Many, therefore, hoped the subversive wave of militant French
theory had
finally (even shamefully) consumed itself when Foucault,
after shifting his
focus to aesthetic self-fashioning and the celebration of
consensual S/M,
died of AIDS in 1984. Pierre Bourdieu has proved them wrong.
Even from
the most reluctant quarters, there is growing recognition
that Paris has a new
"master thinker" worthy of the militant mantle
of Sartre and Foucault. While
Jacques Derrida, François Lyotard and Gilles Deleuze
always seemed far too
slippery and cryptic to have real political impact, Bourdieu
has shown that he
can mobilize trade unions and social movements, not just
graduate seminars.
His views on society command particular authority through
his distinctive
specialist expertise. Having supplemented his philosophical
education by
retooling himself as a social scientist (initially to explore
the culture and
political struggles of Algeria), Bourdieu now speaks as
the chairman of
sociology at the prestigious Collège de France, where
Foucault also taught.
Bourdieu's wide-ranging corpus spans the fields of philosophy,
sociology,
anthropology, aesthetics, linguistics and political theory.
Densely written and
replete with complex graphs and statistical tables, his
major works make
demanding reading for even seasoned academics. Refusing
to compromise
scientific substance for slickness of style, Bourdieu is
equally reluctant to risk
the claim to objectivity by combining his research with
political polemic--at
least in academic texts. Politics, for this Frenchman, requires
other kinds of
papers and audiences, those rarely imported by our university
or commercial
presses. But thanks to the publication of Acts of Resistance:
Against the Tyranny
of the Market (deftly coupled with the paperback issue of
last year's On
Television), American readers can now be properly introduced
to the political
Bourdieu; they can even get an inkling of some of his major
theoretical ideas
(like "field," "habitus" and "reflexivity")

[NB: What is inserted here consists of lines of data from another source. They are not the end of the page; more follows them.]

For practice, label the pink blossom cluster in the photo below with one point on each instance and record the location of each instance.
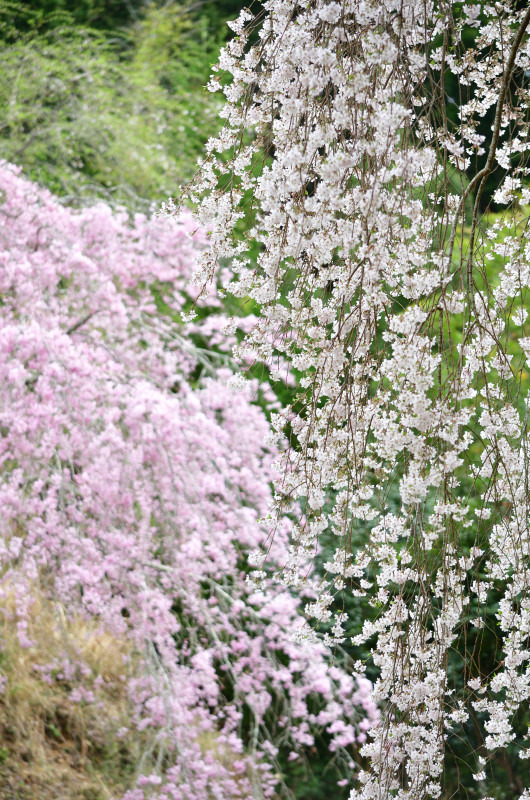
(408, 437)
(131, 493)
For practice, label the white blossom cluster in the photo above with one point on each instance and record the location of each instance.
(340, 163)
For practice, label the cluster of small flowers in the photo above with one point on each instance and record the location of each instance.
(131, 494)
(363, 278)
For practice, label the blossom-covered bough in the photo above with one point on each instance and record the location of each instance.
(131, 489)
(401, 308)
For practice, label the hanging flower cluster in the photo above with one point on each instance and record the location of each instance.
(403, 315)
(131, 494)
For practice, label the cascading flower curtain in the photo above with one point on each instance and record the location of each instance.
(348, 192)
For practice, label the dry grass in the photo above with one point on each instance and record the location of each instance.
(50, 745)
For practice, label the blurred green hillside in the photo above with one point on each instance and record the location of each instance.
(107, 99)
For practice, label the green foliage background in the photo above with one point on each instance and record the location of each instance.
(106, 99)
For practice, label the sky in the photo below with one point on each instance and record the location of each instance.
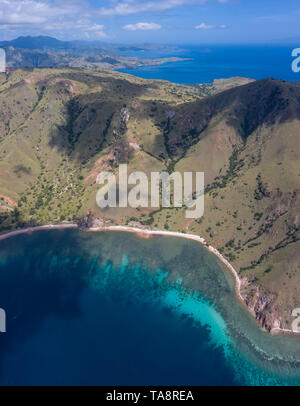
(153, 21)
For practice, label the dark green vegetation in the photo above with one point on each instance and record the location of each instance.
(60, 127)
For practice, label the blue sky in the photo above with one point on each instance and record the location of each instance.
(156, 21)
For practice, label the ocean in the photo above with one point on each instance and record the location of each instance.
(209, 62)
(110, 308)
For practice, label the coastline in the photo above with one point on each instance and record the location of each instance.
(148, 233)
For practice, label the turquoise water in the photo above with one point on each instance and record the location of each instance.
(110, 308)
(209, 62)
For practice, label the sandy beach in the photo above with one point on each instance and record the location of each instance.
(148, 233)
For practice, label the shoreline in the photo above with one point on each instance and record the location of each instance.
(147, 232)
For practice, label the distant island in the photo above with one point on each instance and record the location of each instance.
(48, 52)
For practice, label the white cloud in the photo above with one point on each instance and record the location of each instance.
(204, 26)
(142, 26)
(30, 16)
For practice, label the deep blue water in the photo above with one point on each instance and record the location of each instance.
(220, 61)
(112, 309)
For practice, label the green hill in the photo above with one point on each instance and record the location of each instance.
(60, 127)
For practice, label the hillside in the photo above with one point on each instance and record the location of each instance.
(60, 127)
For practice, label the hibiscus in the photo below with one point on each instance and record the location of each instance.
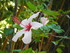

without toiling through weighty
tomes of academic writing.
They can see, for example, how the "field" of
journalism, as "a structured
social space" constituted by power relations and the
values these relations
establish, implicitly instills these values into all ambitious
members of the
field, thus defining the basic perceptual habits that determine
what journalists
see as newsworthy. This habitual way of seeing (and not
seeing) results in a
form of collective, unconscious censorship that, in turn,
poses a higher-level
burden on intellectuals who want their research to be socially
productive.
They need to think not only of the knowledge they provide
but further, and
more reflexively, of the means to anticipate, avoid and
counteract its mediatic
muzzling or distortion.
Acts of Resistance is a collection of short, hard-hitting
texts essentially culled
from Bourdieu's past five years of activism against government
policies that
damaged social welfare and encouraged racism under the pretext
of
protecting the French economy from the pressures of globalization.
Ranging
from polemical Op-Ed pieces and interviews to speeches at
rallies for
striking workers and the unemployed, these texts mount a
ferocious attack
on what Bourdieu's original French subtitle calls "the
invasion of
neoliberalism," a political program that stresses free-market
economics as the
necessary means for achieving progressive social aims and
protecting
individual freedom. How much this ideology pervades the
current US politics
of Clintonism and the centrist "third way" can
be gauged by noting the
central neoliberal myths Bourdieu targets for critique:
that economics defines
the most essential reality; that the free-market system
is both objective
necessity and the democratic expression of individual choice;
that
competition promotes real diversity of products (instead
of uniformity through pressured copying); that globalization
and market trends are
irresistible impersonal forces rather than products of willful
political agendas;
that any resistance to the prevailing Western model of scientific
rationalism
must be irrationalist fundamentalism; that neoliberal thought
is a hiply
progressive revolution rather than a slickly repackaged
restoration of old
robber-baron thought, replete with the social Darwinist
"ideology of
competence" that defines those unable to raise themselves
above poverty as
inherently inferior and undeserving.